Since I’m getting married in 11 days, I thought this was a timely blog to re-post. I originally wrote this for Boundless but here it is again. I hope you enjoy 🙂
Have you ever heard a “perfect” love story and thought,Wow, I want my love story to be that beautiful and look exactly like that! Or maybe, I want to do everything right just like they did. I know I’ve heard several similar love stories that have stirred these thoughts in me. Actually, it’s gone beyond just having those thoughts for me; I’ve actually felt pretty pressured in the past to have a love story that happens or looks a certain way.
One summer was when my perspective started to change. I was in three weddings for close friends. I was also single, so I became slightly more aware of that fact. But I love weddings. I enjoy seeing the love of people around me, seeing happiness brought to my friends, and having a good excuse to dress up and fix my hair really fancy!
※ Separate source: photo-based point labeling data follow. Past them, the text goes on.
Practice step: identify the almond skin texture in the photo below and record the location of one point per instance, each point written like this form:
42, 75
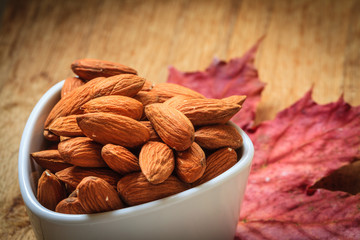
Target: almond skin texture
205, 111
165, 91
119, 130
82, 152
218, 136
217, 163
50, 190
190, 164
235, 99
153, 135
156, 161
147, 97
172, 126
66, 126
96, 195
73, 175
147, 86
51, 136
50, 159
135, 189
88, 69
70, 84
121, 105
120, 159
125, 85
70, 205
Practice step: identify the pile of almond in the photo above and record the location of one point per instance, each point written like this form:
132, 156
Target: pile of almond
117, 140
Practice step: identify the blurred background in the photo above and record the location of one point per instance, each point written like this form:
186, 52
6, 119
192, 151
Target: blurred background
307, 44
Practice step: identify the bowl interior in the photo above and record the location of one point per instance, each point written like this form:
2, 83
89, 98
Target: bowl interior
33, 140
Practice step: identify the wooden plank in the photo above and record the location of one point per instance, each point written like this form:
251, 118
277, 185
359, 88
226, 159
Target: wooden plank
307, 44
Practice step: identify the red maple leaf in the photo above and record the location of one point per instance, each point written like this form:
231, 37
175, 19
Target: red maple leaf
301, 145
222, 79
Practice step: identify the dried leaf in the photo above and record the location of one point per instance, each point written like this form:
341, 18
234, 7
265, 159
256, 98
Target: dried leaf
303, 144
222, 79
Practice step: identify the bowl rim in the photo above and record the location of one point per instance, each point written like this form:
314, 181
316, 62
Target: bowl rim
36, 208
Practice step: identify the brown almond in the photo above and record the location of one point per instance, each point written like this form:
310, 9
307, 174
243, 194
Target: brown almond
153, 135
50, 190
190, 164
88, 69
135, 189
218, 136
156, 161
51, 136
172, 126
96, 195
50, 159
119, 130
147, 86
235, 99
166, 91
70, 205
72, 176
66, 126
82, 152
147, 97
120, 159
205, 111
70, 84
217, 163
116, 104
125, 84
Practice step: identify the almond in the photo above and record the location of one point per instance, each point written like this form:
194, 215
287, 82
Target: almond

But as my friends kept announcing their engagements and I shared the news with others, I began to receive an unexpected response from people. Many friends came to me, asking, “Why are they in such a rush to get married?” “Why are they getting married so young?” or “I don’t think they’ve really thought this out.” My engaged friends also came to me with their hurt because of remarks made to them by people who spoke out of bitterness or jealousy.
Throughout this time, God took me through a process of realizing something about the many different love stories in this world. The gradual revelation was so gentle, passionate and relieving: God has written a different love story for all of us.
Really? I’m not supposed to do everything exactly like they did it? It seemed so right and beautiful!
That may very well be the case, but that doesn’t mean their story is as right or as beautiful for you. For some, that may look like an exclusive love relationship with Him. Others may marry their high school sweetheart. Some may meet on a blind date like both sets of my grandparents, or have a whirlwind relationship and engagement like my parents. Like my friends, many will marry young, while others, like my uncle who married at 49, will wait much longer for their bride or groom. Many will experience much pain, betrayal and brokenness on the way, while others struggle against impatience and discontent, feeling as though nothing will ever come their way.
It’s vital to remember that God is in control. It’s not really a matter of our giving that control to Him as much as it is a matter of our acknowledging that He’s already in control. There is so much peace in that understanding.
So, whatever your situation may be, stop, take a deep breath and know that He is God. Your best friend’s love story will most likely not be yours. And if you’ve already had a beautiful love story take place, don’t push the expectation of that happening the same way for all of your friends. I know now that I’m so glad story my love story has it’s beginning exactly how it is – I wouldn’t change a thing.
You are uniquely you; your spouse will be uniquely him/herself, and together your love story will be uniquely yours.